Family Loses Dispute Over Title To Utah Lakebed

DENVER (CN) - The 10th Circuit held that the state of Utah rightfully owns the title to the lakebed of Utah Lake, rejecting the ownership claims of a family whose land never touched the lake.

The Clinger Family Partnership owns 63 acres on the east side of the 150-square-mile lake in the Powell Slough, tracing back to an 1881 patent. An 1856 survey yielded a meander line, or high-water elevation, producing the two Clinger lots. Before that purchase, an 1874 survey drew a lower line, creating three lots, which the federal government put up for sale in 1875, blocking the Clingers' lake frontage.

Utah appealed a 2002 district court decision allowing the Clingers to claim land reaching down to 4,481 feet in elevation, stating that land officials had never approved the stipulation.

Judge Henry clarified that the action was not intended to include the Powell Slough and concluded that the district court did not abuse its discretion in vacating the "sweeping" judgment that quieted title to the Clingers.
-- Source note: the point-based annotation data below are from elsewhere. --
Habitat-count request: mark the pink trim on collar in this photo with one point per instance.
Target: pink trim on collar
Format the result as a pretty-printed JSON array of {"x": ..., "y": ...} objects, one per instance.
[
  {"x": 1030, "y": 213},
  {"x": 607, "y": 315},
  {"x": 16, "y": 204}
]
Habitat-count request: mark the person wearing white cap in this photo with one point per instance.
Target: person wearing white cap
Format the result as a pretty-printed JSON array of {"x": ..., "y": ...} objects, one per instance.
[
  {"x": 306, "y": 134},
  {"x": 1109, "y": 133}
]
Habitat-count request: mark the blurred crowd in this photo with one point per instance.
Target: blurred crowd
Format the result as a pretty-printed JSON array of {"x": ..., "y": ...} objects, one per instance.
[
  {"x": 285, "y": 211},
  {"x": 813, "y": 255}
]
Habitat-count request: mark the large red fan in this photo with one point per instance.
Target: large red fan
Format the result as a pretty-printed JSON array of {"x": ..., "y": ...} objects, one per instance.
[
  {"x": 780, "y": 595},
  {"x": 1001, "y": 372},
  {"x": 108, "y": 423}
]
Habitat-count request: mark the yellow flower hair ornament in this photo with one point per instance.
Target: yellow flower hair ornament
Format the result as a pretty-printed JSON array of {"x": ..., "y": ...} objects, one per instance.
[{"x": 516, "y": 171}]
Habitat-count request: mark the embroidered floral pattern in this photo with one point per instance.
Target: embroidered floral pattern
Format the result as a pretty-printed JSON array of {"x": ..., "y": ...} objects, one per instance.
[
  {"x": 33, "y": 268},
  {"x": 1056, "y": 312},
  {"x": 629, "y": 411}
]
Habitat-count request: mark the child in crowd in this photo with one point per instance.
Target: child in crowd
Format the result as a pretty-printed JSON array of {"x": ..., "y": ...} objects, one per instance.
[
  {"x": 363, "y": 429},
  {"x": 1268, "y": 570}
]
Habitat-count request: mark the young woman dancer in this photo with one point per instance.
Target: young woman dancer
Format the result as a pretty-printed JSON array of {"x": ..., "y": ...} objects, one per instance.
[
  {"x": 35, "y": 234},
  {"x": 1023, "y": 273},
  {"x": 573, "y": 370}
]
The appellate court determined that the 4,481 stipulation was misread, as it failed to consider unpatented federal lands isolating the Clingers' parcels from the lake that were eligible in Utah's sovereign lakebed claim.

By asserting federal ownership of the lands, Utah did not abandon interest in the Clingers' claims to the same lands, Henry ruled, so the district court did not err in ruling against the Clingers' lack of title.

The 10th Circuit also declared that the district court did not err in interpreting the Color of Title Act, as the Clingers complained that they could not obtain a patent to lakebed lands while litigation was pending, because the case did not concern boundary disputes between the Clingers and the federal government.

The three-judge panel dismissed the Clingers' claims with prejudice, affirming judgment that the United States owned the lakefront strip when the Clingers obtained a patent for the upland lots in 1881.